The show was developed after 70 Hill Lane when, post performance, many members of the audience approached the company keen to share their own stories and memories of their childhood. It was inspired by the theatre games and workshop exercises created by the improvisational guru Keith Johnstone. Improbable worked with Johnstone at the beginning of their initial rehearsal period for Lifegame, and then gradually developed the format to suit the company.
The result is a brilliantly simple concept that gives a dramatic twist to an old journalistic format – the interview. Each night a guest – sometimes someone famous, more often not – is invited on stage to talk about their early memories, formative influences and important and not-so-important moments in their lives. At certain points the conversation is stopped so that scenes from the subject’s life can be acted out by the cast, scenes that sometimes whirl off into fantasies and yet are always grounded in the truth of everyday life. At its inspired best Lifegame is not only compulsive viewing but also taps into all our desires to go back in time and memory and see ourselves as we once were.
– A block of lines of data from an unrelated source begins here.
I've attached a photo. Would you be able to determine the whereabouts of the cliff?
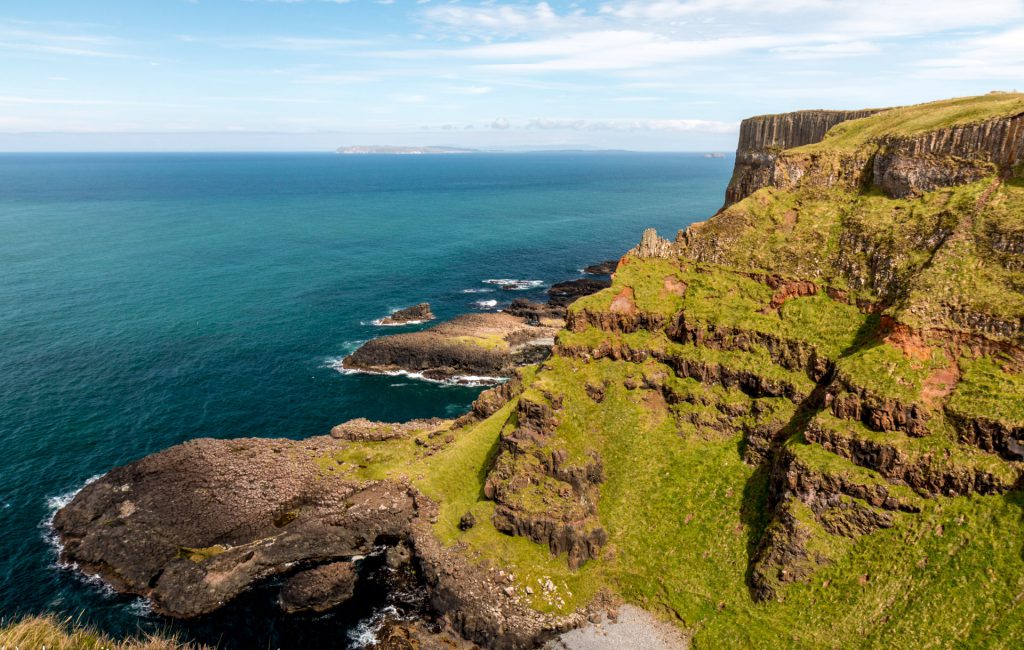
[725,93,1024,207]
[55,94,1024,648]
[725,109,879,206]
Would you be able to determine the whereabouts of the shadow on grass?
[738,313,882,598]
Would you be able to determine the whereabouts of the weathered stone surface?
[548,277,611,307]
[583,260,618,275]
[377,302,434,326]
[343,313,561,380]
[53,436,416,617]
[279,562,357,614]
[628,228,676,258]
[54,436,587,650]
[331,418,452,442]
[725,110,879,207]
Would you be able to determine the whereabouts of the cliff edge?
[55,93,1024,648]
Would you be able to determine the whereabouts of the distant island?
[337,144,477,156]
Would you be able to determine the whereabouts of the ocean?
[0,153,732,647]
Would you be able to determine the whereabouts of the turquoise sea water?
[0,153,732,647]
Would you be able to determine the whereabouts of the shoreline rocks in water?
[376,302,434,326]
[341,277,610,384]
[279,562,357,614]
[583,260,618,275]
[342,312,562,381]
[548,277,611,307]
[53,421,588,648]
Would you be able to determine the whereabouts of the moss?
[836,343,948,404]
[785,435,922,505]
[947,356,1024,427]
[795,92,1024,153]
[815,411,1019,485]
[452,334,509,350]
[178,544,227,564]
[0,615,207,650]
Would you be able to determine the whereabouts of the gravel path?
[545,605,690,650]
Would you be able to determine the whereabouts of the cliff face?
[55,95,1024,648]
[725,109,879,206]
[725,98,1024,207]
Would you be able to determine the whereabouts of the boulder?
[279,562,357,614]
[377,302,434,326]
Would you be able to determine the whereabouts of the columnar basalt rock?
[725,110,879,207]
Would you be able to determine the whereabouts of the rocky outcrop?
[804,421,1017,496]
[627,228,676,258]
[725,110,879,207]
[53,436,587,650]
[377,302,434,326]
[331,418,452,442]
[280,562,357,614]
[725,111,1024,207]
[484,397,607,568]
[53,436,417,618]
[871,115,1024,198]
[342,313,558,380]
[583,260,618,275]
[548,277,611,307]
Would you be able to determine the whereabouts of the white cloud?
[920,27,1024,80]
[0,26,122,57]
[424,2,567,38]
[525,118,739,133]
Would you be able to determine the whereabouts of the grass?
[815,411,1018,485]
[0,615,206,650]
[946,356,1024,427]
[452,334,509,350]
[794,92,1024,154]
[569,259,684,317]
[397,357,1024,648]
[836,342,948,404]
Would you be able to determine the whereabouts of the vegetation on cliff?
[51,94,1024,648]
Nonetheless, as the company happily admits, Lifegame doesn't work every single time, the alchemy sometimes fails to materialise. As with all Improbable's work nothing is certain. Tonight if you are very unlucky there may be some longueurs and if you are lucky you may be rocketed into the theatrical stratosphere by a show that reminds that all of us, however ordinary, has a quite extraordinary story to tell. So sit back and relax. Improbable though it may seem, anything can happen and it probably will.
© Lyn Gardner, April 2004
Lyn Gardner writes about theatre for The Guardian.